According to a recent survey, there is little difference in the results of the expensive robotic surgery for prostate cancer (da Vinci) surgical procedure over low-tech traditional prostate surgery. The new survey that found complaints about erectile dysfunction and incontinence in men were equally common after the two procedures.
“I wasn’t surprised at all,” said Dr. Otis Brawley, chief medical officer of the American Cancer Society, who wasn’t involved in the study.
“Unfortunately, robotic prostatectomy — like many things in prostate cancer — has gotten a lot more hype than it should.”
Robotic prostatectomy has caught on rapidly in the U.S as a treatment for prostate cancer, notwithstanding that there is little evidence to show it’s better than traditional prostate removal. It is, however, much more costly, adding some $2,000 in hospital costs per procedure.

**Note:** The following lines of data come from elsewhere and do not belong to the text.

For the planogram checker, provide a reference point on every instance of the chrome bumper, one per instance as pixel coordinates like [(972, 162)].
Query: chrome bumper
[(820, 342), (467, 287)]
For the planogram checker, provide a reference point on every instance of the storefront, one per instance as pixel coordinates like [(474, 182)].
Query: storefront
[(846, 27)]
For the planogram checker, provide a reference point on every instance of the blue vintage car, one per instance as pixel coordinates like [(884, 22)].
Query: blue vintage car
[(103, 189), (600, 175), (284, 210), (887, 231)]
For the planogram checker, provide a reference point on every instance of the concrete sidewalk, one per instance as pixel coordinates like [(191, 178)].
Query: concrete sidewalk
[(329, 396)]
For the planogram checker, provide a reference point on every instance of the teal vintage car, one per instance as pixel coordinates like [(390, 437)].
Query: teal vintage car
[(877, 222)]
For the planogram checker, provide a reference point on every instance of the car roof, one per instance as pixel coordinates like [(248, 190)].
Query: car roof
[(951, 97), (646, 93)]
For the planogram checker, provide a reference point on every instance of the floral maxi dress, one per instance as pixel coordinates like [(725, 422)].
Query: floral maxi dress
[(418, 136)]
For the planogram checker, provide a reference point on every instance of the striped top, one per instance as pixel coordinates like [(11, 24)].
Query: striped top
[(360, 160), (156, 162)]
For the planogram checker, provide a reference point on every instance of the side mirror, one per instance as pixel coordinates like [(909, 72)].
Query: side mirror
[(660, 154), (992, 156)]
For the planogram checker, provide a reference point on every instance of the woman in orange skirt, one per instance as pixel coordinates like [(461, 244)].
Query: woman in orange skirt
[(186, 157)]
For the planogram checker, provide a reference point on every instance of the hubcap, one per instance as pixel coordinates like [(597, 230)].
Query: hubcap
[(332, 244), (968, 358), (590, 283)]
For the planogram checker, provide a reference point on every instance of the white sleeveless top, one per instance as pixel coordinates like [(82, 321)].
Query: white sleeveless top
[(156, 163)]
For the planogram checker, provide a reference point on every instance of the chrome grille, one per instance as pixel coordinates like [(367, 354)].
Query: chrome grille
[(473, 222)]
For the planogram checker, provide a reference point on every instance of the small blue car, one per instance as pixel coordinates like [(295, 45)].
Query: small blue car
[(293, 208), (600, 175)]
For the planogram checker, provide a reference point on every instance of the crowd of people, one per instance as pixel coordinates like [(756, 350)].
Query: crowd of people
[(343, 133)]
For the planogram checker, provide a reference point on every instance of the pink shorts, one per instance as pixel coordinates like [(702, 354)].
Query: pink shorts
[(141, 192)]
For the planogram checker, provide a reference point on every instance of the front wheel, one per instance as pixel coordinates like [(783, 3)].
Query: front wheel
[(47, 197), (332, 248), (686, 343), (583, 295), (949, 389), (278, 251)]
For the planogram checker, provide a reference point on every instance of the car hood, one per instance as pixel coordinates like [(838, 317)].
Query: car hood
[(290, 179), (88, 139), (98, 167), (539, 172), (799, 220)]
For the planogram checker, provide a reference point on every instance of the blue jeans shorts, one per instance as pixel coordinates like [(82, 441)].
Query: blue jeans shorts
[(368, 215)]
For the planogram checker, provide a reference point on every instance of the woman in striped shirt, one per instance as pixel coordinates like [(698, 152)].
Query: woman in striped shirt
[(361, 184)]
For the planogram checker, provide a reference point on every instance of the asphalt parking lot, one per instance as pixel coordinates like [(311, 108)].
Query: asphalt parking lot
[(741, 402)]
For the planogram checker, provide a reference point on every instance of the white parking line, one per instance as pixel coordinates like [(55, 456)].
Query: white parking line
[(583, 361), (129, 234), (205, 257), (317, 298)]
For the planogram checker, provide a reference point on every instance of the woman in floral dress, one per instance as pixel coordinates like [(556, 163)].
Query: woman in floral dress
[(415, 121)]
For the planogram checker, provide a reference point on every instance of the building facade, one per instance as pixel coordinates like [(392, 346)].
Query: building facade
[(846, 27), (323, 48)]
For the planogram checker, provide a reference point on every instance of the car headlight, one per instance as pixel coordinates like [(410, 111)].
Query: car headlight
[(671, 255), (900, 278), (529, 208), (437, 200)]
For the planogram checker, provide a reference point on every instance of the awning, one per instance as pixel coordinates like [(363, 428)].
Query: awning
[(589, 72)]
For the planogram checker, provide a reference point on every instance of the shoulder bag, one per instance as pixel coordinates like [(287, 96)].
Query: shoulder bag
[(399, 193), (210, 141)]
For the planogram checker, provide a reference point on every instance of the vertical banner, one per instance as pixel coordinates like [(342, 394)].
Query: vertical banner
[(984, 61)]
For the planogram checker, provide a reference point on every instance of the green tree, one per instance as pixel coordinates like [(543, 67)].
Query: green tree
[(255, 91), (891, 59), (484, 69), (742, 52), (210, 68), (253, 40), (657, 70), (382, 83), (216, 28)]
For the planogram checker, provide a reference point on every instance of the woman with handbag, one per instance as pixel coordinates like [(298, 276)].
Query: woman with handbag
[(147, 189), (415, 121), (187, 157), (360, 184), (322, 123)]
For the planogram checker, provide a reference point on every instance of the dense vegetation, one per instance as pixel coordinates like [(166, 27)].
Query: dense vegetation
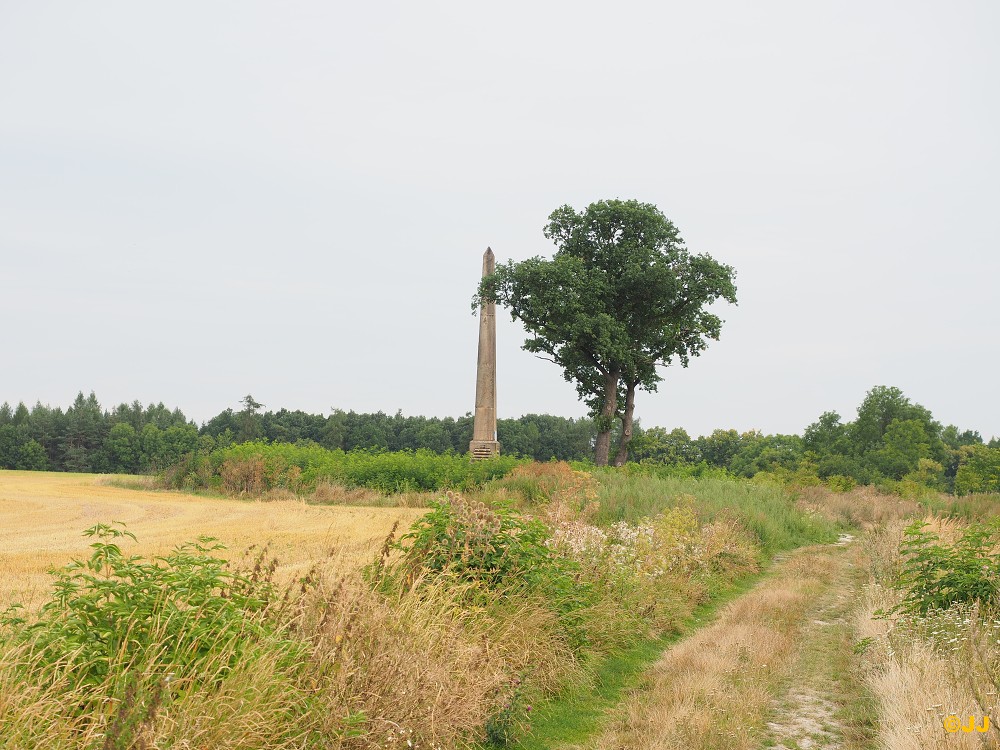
[(893, 442), (621, 298), (253, 469)]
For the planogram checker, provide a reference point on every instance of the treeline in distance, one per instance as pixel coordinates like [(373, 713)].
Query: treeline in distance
[(893, 442)]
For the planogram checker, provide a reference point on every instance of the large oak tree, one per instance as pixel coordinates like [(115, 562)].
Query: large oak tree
[(620, 298)]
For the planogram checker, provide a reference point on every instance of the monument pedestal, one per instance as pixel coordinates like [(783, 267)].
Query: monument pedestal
[(481, 449)]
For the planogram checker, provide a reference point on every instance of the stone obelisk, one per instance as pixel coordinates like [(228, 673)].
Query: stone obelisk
[(484, 431)]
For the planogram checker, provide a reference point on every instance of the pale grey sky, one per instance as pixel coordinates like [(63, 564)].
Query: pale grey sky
[(200, 200)]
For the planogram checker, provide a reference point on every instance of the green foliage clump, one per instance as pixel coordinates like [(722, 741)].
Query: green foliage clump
[(477, 543), (113, 608), (937, 576), (252, 469), (494, 553)]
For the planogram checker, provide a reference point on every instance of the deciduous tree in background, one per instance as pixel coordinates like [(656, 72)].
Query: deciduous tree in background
[(620, 298)]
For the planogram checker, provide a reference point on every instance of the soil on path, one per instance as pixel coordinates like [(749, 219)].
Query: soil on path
[(775, 669)]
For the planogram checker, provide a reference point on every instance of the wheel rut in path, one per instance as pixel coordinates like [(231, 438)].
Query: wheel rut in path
[(775, 669)]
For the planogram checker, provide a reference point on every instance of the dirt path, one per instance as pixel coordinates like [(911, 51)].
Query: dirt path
[(775, 669)]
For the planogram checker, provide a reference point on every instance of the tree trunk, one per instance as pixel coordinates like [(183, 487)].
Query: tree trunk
[(622, 456), (602, 446)]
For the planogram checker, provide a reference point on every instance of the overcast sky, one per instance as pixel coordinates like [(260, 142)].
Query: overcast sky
[(200, 200)]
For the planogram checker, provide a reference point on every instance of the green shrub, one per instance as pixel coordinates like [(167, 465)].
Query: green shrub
[(937, 576), (171, 613), (494, 552), (256, 468)]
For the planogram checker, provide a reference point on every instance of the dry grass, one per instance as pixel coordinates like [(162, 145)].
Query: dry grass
[(42, 515), (862, 507), (714, 689), (925, 669)]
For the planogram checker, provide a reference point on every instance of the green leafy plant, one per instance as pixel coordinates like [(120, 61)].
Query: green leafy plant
[(173, 611), (936, 575)]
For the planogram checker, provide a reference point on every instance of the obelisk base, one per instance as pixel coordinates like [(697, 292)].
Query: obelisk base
[(481, 449)]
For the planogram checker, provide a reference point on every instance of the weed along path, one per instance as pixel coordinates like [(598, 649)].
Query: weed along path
[(774, 669)]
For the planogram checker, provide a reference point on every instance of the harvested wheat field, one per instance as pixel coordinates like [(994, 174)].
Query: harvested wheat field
[(42, 515)]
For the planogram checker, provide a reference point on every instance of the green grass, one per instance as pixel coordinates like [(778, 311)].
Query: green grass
[(575, 715)]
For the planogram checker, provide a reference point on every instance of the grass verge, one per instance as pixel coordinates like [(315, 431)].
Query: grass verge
[(575, 715)]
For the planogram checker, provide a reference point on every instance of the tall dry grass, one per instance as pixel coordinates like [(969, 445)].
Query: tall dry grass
[(417, 670), (924, 669)]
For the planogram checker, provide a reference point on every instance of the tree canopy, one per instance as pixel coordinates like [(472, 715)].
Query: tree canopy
[(621, 297)]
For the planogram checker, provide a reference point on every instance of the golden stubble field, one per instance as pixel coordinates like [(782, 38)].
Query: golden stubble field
[(42, 515)]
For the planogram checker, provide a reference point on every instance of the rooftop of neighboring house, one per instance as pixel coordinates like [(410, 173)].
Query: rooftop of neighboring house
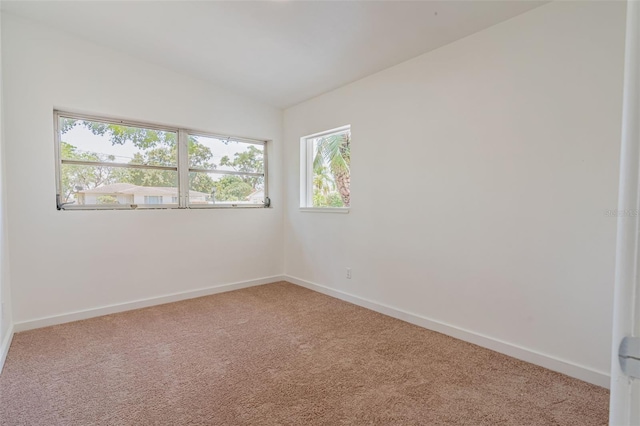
[(131, 189)]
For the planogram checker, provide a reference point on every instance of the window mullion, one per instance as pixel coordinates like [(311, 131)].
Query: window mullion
[(183, 168)]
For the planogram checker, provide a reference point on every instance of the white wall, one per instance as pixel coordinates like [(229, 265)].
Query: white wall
[(480, 176), (5, 289), (69, 261)]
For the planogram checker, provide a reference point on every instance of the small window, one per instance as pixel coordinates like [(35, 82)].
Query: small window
[(326, 170), (153, 199), (106, 163)]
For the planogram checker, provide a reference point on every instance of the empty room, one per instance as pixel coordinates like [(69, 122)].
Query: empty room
[(319, 212)]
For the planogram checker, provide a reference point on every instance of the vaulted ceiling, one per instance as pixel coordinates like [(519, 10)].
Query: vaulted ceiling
[(279, 52)]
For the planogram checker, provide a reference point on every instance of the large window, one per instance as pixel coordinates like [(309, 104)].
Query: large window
[(325, 170), (104, 163)]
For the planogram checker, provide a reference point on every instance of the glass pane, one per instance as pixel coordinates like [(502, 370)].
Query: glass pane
[(91, 185), (212, 188), (331, 170), (223, 154), (103, 142)]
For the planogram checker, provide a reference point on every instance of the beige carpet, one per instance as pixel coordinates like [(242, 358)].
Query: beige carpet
[(275, 354)]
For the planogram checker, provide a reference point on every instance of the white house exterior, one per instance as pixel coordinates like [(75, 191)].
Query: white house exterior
[(127, 193)]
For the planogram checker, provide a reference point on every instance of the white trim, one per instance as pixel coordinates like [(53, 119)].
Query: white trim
[(138, 304), (6, 344), (341, 129), (569, 368), (325, 209)]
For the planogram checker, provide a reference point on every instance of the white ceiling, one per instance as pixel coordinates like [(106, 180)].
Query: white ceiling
[(281, 52)]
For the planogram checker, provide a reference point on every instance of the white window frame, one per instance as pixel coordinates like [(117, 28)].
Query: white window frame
[(306, 172), (182, 167)]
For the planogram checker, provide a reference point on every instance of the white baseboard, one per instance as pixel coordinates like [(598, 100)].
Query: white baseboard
[(137, 304), (6, 343), (571, 369)]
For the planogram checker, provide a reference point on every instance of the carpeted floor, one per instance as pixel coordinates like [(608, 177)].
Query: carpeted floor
[(275, 354)]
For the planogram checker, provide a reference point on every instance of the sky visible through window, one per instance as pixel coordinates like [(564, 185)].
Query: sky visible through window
[(221, 170)]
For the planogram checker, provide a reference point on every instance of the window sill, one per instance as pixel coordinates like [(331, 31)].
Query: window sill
[(325, 209)]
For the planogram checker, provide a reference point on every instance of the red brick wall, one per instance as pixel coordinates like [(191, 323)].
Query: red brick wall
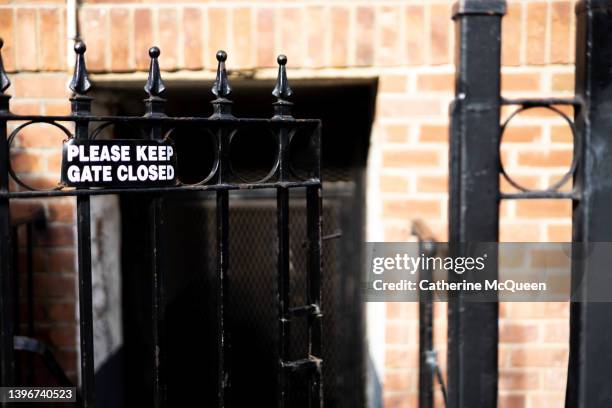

The new study, published in the Journal of Clinical Oncology, is based on responses from more than 600 prostate cancer patients on Medicare, the government’s health insurance for the elderly. About 400 of the men in the study had robotic-assisted laparoscopic prostatectomy, in which the surgeon uses a robot to access the prostate through multiple small holes in the belly.
The rest of the patients had traditional open surgery, in which the prostate is removed through one long cut in the belly.
Nearly nine out of 10 men had a moderate or significant problem with erectile dysfunction 14 months after their surgery. Dr. Michael Barry of Massachusetts General Hospital in Boston and colleagues also found that about a third of the men said they had urinary incontinence trouble after their surgery. Overall, there were no differences between the two patient groups, although incontinence problems appeared to be slightly more common after the robot procedure for prostate cancer.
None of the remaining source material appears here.